Die einzige Giftschlange Ostdeutschlands ist eine der insgesamt drei Schlangenarten, die in Sachsen vorkommen. Ebenso wie in den übrigen vier ostdeutschen Bundesländern fehlen hier weitere, nur in westdeutschen Bundesländern vorkommende Schlangenarten. Lediglich die Würfelnatter (Natrix tesselata) lebt seit kurzem wieder an der Elbe. Da es sich hierbei jedoch um eine Wiederansiedlung im ehemals besetzten Fundort (SCHIEMENZ 1980) handelt, wäre es noch verfrüht, von einem aktuell autochthonen Vorkommen zu sprechen.
Sachsen ist durch eine Vielfalt von Landschaftsraumeinheiten auf relativ kleinem Gebiet gekennzeichnet. Die drei großräumigen Haupteinheiten Nordsächsisches Flachland, Sächsische Gefildezone und Sächsische Mittelgebirgszone (nach NEEF 1960 in SCHIEMENZ 1980) besitzen insgesamt einen Höhenunterschied von mehr als 1.100 Höhenmetern (von etwa 75 m im Leipziger Land bis 1.214 m ü. NN auf dem Gipfel des Fichtelbergs). Hinzu kommt im Osten noch der direkte Anschluss an die Sudeten, die partiell sogar die alpine Stufe erreichen, sonst aber großflächig von subalpinen Hochflächen geprägt sind. Die Hauptverbreitung der Schlange entspricht der Verbreitung der azidophilen Zwergstrauchheiden auf Moor- und Podsolböden (SCHIEMENZ 1980). Während im Tiefland mehr oder weniger ausschließlich die verbliebenen Moorgebiete mit ihren Grenzbereichen bewohnt werden, siedelt die Kreuzotter im Mittelgebirge in einer breiten Palette von Biotoptypen. Obwohl auch hier ursprünglich die Moore sowie natürliche Blockhalden deren Habitate bildeten, konnte die Schlange infolge der Waldbewirtschaftung viele weitere Lebensraumtypen erobern. Trotzdem zeigen die Habitatpräferenzen der Schlange, dass sie zu Recht in Mitteleuropa als boreales Faunenelement und Glazialrelikt gilt (MERTENS 1947 in BIELLA & VÖLKL 1993).

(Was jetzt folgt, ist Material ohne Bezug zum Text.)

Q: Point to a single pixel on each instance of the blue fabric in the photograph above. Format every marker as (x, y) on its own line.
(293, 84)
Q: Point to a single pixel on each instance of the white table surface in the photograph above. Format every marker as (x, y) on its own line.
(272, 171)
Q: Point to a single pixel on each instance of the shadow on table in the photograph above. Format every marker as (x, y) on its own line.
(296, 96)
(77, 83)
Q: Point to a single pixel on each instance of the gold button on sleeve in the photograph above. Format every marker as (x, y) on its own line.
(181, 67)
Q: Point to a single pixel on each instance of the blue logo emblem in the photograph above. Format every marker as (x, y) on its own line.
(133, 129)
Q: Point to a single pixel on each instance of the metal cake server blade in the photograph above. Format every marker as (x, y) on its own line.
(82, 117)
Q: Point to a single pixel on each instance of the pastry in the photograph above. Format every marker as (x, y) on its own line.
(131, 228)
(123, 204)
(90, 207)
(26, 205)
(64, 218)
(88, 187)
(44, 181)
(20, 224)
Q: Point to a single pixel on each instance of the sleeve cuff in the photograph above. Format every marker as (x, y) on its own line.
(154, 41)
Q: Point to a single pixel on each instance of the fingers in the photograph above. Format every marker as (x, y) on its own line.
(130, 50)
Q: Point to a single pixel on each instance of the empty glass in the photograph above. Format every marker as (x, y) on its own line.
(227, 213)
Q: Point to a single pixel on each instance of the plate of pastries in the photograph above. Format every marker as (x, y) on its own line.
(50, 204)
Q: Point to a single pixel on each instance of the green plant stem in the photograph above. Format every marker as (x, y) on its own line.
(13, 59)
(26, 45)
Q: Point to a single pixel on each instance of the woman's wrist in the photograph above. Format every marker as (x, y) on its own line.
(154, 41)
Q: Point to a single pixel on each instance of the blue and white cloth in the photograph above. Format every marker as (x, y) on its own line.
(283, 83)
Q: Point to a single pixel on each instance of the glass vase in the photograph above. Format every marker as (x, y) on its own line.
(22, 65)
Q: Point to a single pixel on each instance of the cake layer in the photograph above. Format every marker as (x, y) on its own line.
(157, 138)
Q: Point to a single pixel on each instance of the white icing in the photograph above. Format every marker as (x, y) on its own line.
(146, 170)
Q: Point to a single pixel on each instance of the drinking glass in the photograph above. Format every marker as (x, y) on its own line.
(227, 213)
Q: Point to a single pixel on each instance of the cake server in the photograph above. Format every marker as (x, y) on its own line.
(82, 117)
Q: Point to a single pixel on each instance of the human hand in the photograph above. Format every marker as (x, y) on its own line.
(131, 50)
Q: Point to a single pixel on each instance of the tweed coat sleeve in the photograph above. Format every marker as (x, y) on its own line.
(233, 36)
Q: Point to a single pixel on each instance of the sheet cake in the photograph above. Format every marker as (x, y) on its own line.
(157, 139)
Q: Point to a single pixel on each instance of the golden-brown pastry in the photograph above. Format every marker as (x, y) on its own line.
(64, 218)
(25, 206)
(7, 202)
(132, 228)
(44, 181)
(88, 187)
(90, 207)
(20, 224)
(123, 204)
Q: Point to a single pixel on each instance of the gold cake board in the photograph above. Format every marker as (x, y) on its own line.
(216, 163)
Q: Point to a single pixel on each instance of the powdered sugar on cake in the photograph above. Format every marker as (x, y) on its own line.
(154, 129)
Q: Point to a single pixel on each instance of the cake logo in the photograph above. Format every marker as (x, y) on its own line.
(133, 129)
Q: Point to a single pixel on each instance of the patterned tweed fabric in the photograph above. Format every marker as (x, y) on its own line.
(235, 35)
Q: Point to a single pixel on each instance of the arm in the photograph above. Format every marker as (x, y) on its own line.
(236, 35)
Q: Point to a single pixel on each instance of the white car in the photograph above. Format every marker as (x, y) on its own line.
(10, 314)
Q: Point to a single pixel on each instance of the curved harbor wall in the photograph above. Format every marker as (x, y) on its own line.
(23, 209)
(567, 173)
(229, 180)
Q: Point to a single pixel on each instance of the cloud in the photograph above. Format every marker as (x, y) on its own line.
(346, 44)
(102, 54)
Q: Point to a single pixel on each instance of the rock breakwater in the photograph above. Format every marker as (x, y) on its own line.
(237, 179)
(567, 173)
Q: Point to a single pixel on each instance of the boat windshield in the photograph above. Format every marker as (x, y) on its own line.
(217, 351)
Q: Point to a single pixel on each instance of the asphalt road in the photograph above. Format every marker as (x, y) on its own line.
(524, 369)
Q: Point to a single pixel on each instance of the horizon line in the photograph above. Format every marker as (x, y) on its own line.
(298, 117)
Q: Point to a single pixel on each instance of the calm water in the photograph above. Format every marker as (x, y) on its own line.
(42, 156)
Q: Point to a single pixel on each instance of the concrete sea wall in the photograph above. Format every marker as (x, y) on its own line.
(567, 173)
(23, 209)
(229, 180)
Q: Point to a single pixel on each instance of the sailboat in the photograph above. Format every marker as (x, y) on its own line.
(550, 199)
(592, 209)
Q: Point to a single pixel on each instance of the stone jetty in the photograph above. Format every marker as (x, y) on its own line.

In Sachsen gibt es zwar auch wenige größere „kreuzotterfreie“ Gebiete, die sich in der Lommatzscher und Großenhainer Pflege sowie der Leipziger Tieflandsbucht befinden (SCHIEMENZ 1995). Trotzdem kommt dem sächsischen Areal eine hohe Bedeutung für die Verbreitung der Schlange zu. Für ganz Deutschland liegt einer der traditionellen Verbreitungsschwerpunkte in den waldreichen Mittelgebirgen entlang der deutsch-tschechischen Grenze mit derzeit noch stabilen Populationen (VÖLK & BIELLA 1993). Die von SCHIEMENZ (1995) ermittelte Präsenzdichte von 51,1 Prozent (bezogen auf Messtischblatt-Quadranten) dürfte kaum von anderen Bundesländern übertroffen werden. Der Regierungsbezirk Chemnitz nimmt dabei mit einer Rasterfrequenz von über 70 Prozent die Spitze Sachsens ein. Auffällig sind jedoch auch Unterschiede in der Verbreitungsdichte in den Mittelgebirgen Sachsens. Außer dem bereits erwähnten Erzgebirge/oberen Vogtland besitzt die Art auch im Elbsandsteingebirge einen Verbreitungsschwerpunkt. Dagegen ist sie im Lausitzer Bergland seltener (SCHIEMENZ 1995). Hier besitzt sie unter anderem Vorkommen im Hohwald, einem ca. 30 Quadratkilometer großen Waldgebiet an der Grenze zu Tschechien, und am Czorneboh bei Bautzen.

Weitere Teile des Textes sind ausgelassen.